Non-verification of export purposes cannot take away Bolar rights
In Merck, the Court restated its earlier position that there can be no restraint of export of a patented invention provided such export is for R&D purposes. Commercial gains reaped by the exporter due to exporting the product for R&D cannot disentitle it to the benefit of Section 107A. The Court also observed that the difficulty in verifying whether export for R&D is being commercially exploited cannot be a legitimate ground to deny benefits under Section 107A.
Exports not just for Related Companies
In Merck, the Court noted that the patent-owner/plaintiff had already permitted a third-party to export the drug in question for R&D purposes. Denying equivalent benefits to the defendant would place the defendant at a disadvantage vis-à-vis such third parties. The Court also observed that there was no requirement under Section 107A that exports should only be between sister concerns. Indeed, the Court noted that Section 107A does not require that there be any relationship between the defendant and its foreign buyers. It said that the Bolar provision would be rendered otiose if such a requirement were insisted upon. Merely because, in certain cases, liberty granted by a court has been unfairly exploited, such liberty cannot be denied when sought.

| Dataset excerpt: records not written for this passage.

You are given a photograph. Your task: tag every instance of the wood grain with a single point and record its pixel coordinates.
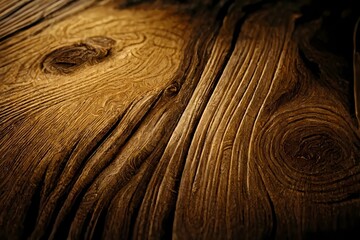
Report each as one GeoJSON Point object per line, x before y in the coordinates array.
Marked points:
{"type": "Point", "coordinates": [171, 119]}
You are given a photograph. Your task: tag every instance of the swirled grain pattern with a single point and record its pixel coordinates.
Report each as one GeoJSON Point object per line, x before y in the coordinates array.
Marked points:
{"type": "Point", "coordinates": [173, 120]}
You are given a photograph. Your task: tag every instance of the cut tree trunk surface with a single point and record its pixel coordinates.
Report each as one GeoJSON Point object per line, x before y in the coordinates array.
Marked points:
{"type": "Point", "coordinates": [179, 119]}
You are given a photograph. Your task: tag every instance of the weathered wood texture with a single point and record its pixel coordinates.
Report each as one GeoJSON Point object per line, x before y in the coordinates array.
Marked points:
{"type": "Point", "coordinates": [175, 119]}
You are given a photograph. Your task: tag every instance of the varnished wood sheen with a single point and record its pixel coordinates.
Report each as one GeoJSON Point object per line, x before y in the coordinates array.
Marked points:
{"type": "Point", "coordinates": [178, 119]}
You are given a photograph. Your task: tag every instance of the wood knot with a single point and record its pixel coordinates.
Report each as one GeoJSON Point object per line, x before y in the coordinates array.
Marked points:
{"type": "Point", "coordinates": [303, 147]}
{"type": "Point", "coordinates": [67, 59]}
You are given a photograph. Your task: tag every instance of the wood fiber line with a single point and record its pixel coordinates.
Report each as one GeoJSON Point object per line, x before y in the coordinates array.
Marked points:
{"type": "Point", "coordinates": [155, 215]}
{"type": "Point", "coordinates": [174, 120]}
{"type": "Point", "coordinates": [17, 16]}
{"type": "Point", "coordinates": [66, 96]}
{"type": "Point", "coordinates": [236, 158]}
{"type": "Point", "coordinates": [68, 99]}
{"type": "Point", "coordinates": [26, 89]}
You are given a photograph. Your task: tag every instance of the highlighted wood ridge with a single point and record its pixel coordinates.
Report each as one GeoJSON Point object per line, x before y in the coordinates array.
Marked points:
{"type": "Point", "coordinates": [178, 120]}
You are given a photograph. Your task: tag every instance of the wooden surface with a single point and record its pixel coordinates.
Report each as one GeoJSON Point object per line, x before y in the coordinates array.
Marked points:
{"type": "Point", "coordinates": [174, 119]}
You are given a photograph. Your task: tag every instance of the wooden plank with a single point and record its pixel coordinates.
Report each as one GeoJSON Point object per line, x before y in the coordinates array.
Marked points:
{"type": "Point", "coordinates": [201, 120]}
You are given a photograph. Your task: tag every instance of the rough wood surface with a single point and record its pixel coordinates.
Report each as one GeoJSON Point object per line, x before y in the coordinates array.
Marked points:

The Bolar provision is a special provision that helps ensure, among other things, that R&D continues unhindered, and that patented drugs remain available to the public well after the expiration of the patent period. Employing the Bolar provision so as not to infringe the patentee’s rights while simultaneously ensuring that public interests are served can be tricky, and requires understanding the various conditions that need to be met. One such condition is that the Bolar exception must not be misused by the generic companies for profiteering. Failing to clearly establish that there is no commercial exploitation does not automatically deprive an exporter from benefitting from the Bolar provision, but courts will likely look for clear intent on the part of the exporter where infringement is in question. Thus, it becomes important for the exporter to satisfactorily demonstrate that the export was for genuine purposes and in good faith (e.g., for R&D or for obtaining regulatory approvals, etc.), and any profiteering thus incurred was incidental. Failing to prove this could run plans of export and subsequent manufacture aground, and needless to say, the consequences for society would be huge.